= Florida Democratic League =

The Florida Democratic League (FDL) is one of the state's minority-led civil rights, equality, and social justice advocacy organizations. The FDL reports having over 68,000 members and supporters. It is Hispanic founded and run.

==Structure==

The Florida Democratic League is a State of Florida-chartered non-profit political organization focusing on advancing human rights, civil liberties, and social welfare of all Floridians, especially ethnic and racial minorities, through lobbying federal, state and local officials for support of equality, human and civil rights and social justice legislation, and mobilizing grassroots action among its members.

Local activities are carried out by local steering committees, of which there are 6 located throughout the State of Florida.

===Leadership===
The Florida Democratic League's leadership includes President Manuel Rodriguez; Chairman, Dr. Eladio Jose Armesto; Vice President, Rev. Julio E. Perez; Vice President, Nathaniel Wilcox; Secretary, Miriam Gonzalez; Treasurer, Jordanis Padron. FDL’s work is supported by two boards: the Board of Directors, which is the governing body for the organization and the Board of Advisors, which advises the organization on its statewide outreach. Both boards are composed of volunteer members from across the state.

==History==

Bernardo Arago, Fidel Iglesias, Rene Valdez, Mariela Valdez, Jose "Pepe" Vera, Martha Vera and Eladio Jose Armesto founded the Democratic League of Dade County (DLDC) in 1991 to unite and organize the county’s Hispanic Democrats. In 1992, the League endorsed and actively campaigned for presidential candidate Bill Clinton. In January 1993, the DLDC organized the Miami Bill Clinton Inaugural Party. In March 1993, FDL launched a Florida Voter Registration project.

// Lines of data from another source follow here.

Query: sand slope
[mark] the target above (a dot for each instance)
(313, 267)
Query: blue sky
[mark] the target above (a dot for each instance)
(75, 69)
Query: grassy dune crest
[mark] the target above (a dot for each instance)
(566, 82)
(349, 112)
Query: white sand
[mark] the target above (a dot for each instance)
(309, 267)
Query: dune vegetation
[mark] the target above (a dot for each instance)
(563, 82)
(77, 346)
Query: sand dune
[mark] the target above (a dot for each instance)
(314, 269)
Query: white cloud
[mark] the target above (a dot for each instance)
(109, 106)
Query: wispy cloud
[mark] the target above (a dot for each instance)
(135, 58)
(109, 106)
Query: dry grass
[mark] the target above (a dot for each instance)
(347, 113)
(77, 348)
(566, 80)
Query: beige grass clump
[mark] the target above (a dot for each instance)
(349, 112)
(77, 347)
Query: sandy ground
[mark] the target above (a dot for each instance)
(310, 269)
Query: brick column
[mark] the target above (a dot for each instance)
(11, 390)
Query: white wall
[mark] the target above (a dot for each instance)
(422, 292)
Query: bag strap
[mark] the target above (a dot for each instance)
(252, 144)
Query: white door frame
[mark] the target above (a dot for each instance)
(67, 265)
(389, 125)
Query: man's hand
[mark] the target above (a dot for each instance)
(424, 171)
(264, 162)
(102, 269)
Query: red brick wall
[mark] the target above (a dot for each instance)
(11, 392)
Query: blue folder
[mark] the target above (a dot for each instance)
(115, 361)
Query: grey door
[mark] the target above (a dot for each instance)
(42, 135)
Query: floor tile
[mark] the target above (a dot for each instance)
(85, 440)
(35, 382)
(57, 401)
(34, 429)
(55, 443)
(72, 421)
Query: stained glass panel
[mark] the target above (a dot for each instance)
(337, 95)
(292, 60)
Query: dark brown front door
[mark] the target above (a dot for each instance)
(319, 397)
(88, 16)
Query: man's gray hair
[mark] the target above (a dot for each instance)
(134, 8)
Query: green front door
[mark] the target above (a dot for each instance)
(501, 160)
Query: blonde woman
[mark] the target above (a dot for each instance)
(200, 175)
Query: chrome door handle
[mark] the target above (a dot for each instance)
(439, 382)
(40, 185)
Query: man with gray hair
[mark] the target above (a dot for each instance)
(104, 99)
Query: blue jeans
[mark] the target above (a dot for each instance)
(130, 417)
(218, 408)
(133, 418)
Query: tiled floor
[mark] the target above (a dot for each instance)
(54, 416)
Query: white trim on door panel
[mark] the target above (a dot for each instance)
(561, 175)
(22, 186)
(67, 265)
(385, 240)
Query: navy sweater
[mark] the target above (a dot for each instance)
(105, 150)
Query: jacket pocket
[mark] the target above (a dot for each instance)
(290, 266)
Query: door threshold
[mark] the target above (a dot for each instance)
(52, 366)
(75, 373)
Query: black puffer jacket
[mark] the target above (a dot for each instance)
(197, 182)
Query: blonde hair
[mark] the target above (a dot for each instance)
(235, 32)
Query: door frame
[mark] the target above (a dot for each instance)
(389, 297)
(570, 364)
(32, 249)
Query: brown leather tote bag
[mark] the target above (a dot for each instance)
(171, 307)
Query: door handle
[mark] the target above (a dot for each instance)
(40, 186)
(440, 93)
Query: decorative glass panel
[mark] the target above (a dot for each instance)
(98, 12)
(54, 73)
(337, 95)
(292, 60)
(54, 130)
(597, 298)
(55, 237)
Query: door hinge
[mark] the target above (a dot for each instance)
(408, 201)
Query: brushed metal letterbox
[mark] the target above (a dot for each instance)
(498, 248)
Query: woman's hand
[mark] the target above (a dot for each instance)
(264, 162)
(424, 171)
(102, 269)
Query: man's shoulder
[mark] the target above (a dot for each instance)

In October 2006, the FDL was incorporated in the State of Florida as a non-profit political organization.

As part of its commitment to true marriage equality, i.e., affording everyone the same, equal right to marry under the same, equal terms and conditions, the FDL joined with other organizations in filing an Amicus Brief in the anti-Voter Rights, anti-Democracy, anti-Constitution lawsuit of Catherine Pareto, et al., vs. Harvey Ruvin, filed in Miami-Dade County Circuit Court on January 21, 2014. The FDL argued that Florida’s Constitution already afforded everyone full Marriage Equality.

"Florida’s Constitution already prohibits discrimination and guarantees all Floridians true Marriage Equality, based on the same, equal right to marry another person under the same, equal terms and conditions. When exercising this right, no one’s alleged sexual behavioral choices are ever considered. Indeed, no one is asked their alleged sexual behavioral choices or preferences when applying for a Marriage license in the Sunshine State. The reason is clear: Florida’s Constitution and laws do not ban or prohibit anyone from marrying as husband and wife provided they are of age, unmarried, and not blood related."

==Awards==

The Florida Democratic League maintains a number of awards for individuals distinguished for their social justice and civil liberties-related work. In addition to League awards, local chapters also award their own versions of the awards. These awards are typically presented at an annual dinner gala.